I've also seen a stove designed for propane or NG with no change parts... there was a plastic part in the regulator that you flipped over depending on which gas, and a screw adjustment on the orifices.


----------



## eclecticcottage

I've seen those stoves with adjustable regulators also.  Well, heard of them anyway.  Ours needed orafice adjustments.  Thank goodness for hearth.com in that regard, for the help I got from Coaly !
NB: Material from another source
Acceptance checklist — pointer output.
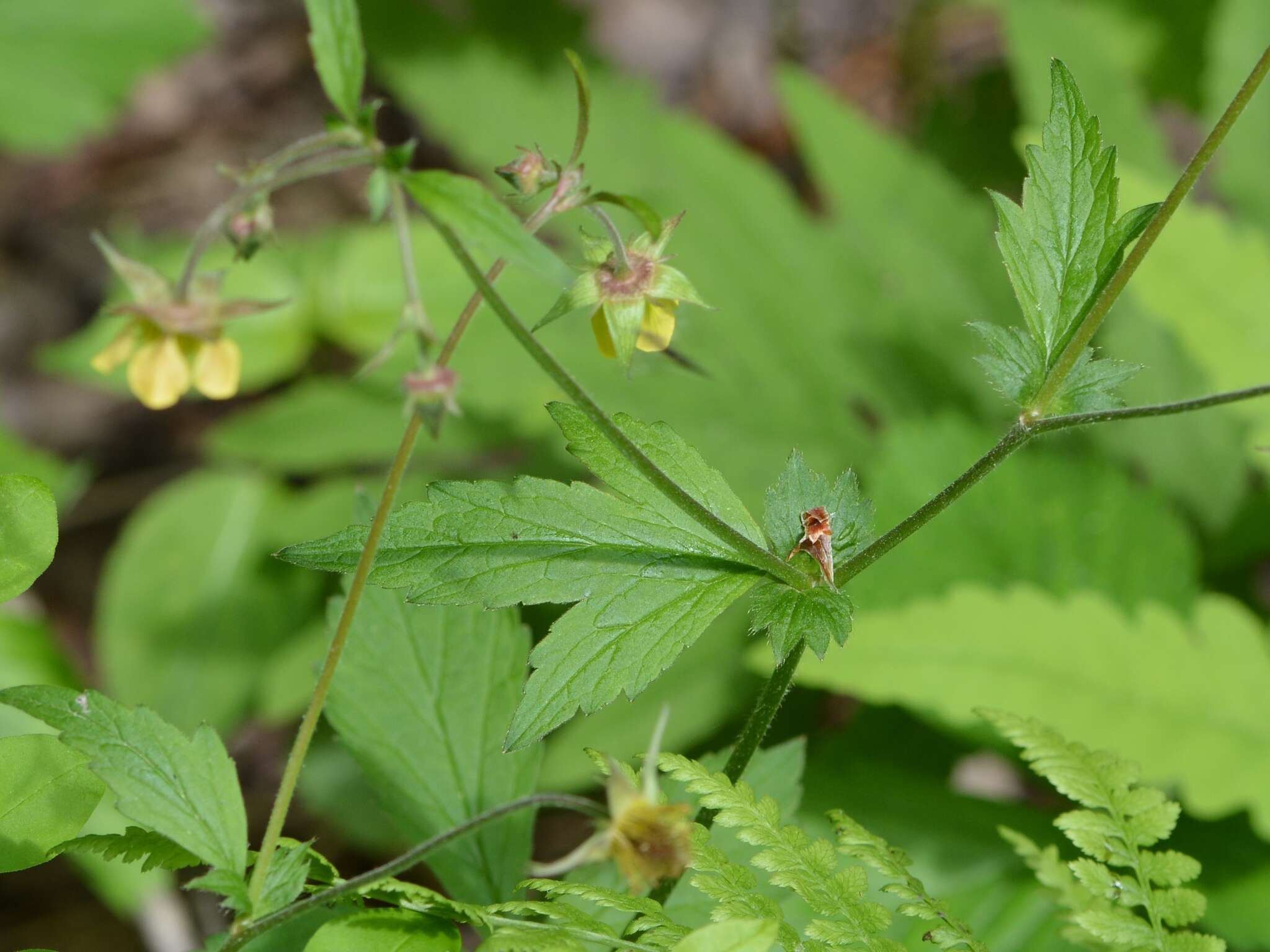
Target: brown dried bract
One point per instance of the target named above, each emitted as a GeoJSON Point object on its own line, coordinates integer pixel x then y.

We have a single (one piece) dual stage on our set up.


----------



## Hogwildz

If your only using for cooking for now, buy your own tank(s) & regulator.
The gas companies around here charge a flat rate yearly if you don't use enough. I have a 100 lb tank that between it and 2 small grill tanks, took 6.1 gallons of propane. Yet I get a bill for $95.00.
I just went through this again yesterday for my yearly "filling". At least the delivery guy is cool and fills all my 25 lb. bbq tanks.
My first year here before they started this crap, a top off cost me $17.00. The next year was similar. Then the economy tanked and they started this minimum usage/fee crap.
I will be buying my own tank and regulator next summer. Actually, for just our stove, I might stick with the 40 pounder I have in line as the back up for the 100. The 40 is mine, came with the house.
Prolly get 3 or so years out of that alone.
Like with anything, research it well. The gas co will be glad to bring you a tank or two and regulator, and hook it up. But then your going to get charged every year, especially if your not using enough propane, which for cooking only, you won't.


----------



## eclecticcottage

We bought our own 100# tanks from Tractor Supply.  I think they were about $130?  and a fill was @ $60.  We can go to a local hardware store that's only a few miles away for a refill when we need to.  They are a little heavy when full, but not bad at all empty.


----------



## Badfish740

eclecticcottage said:


> We bought our own 100# tanks from Tractor Supply. I think they were about $130? and a fill was @ $60. We can go to a local hardware store that's only a few miles away for a refill when we need to. They are a little heavy when full, but not bad at all empty.


 
That's the plan-you can get propane pretty much anywhere around here so no sense getting tied up with a contract if I don't need to.


----------



## Flatbedford

Somewhat unrelated... Where would I buy a larger 250 gallon or so propane tank? I'd like to own my own so I can shop around and buy with cash rather than be tied to a provider.


----------



## jharkin

Badfish740 said:


> Since all I'm operating is the stove I'm really not worried about the cost. I'm more concerned with actually being able to cook for a change. An electric stove is simply a giant hotplate-my wife is a phenomenal cook (I'm not bad myself) and the stove drives her nuts.


 
+1

Same reason we are extending our NG line and plan to throw out our fancy smoothtop electric.


----------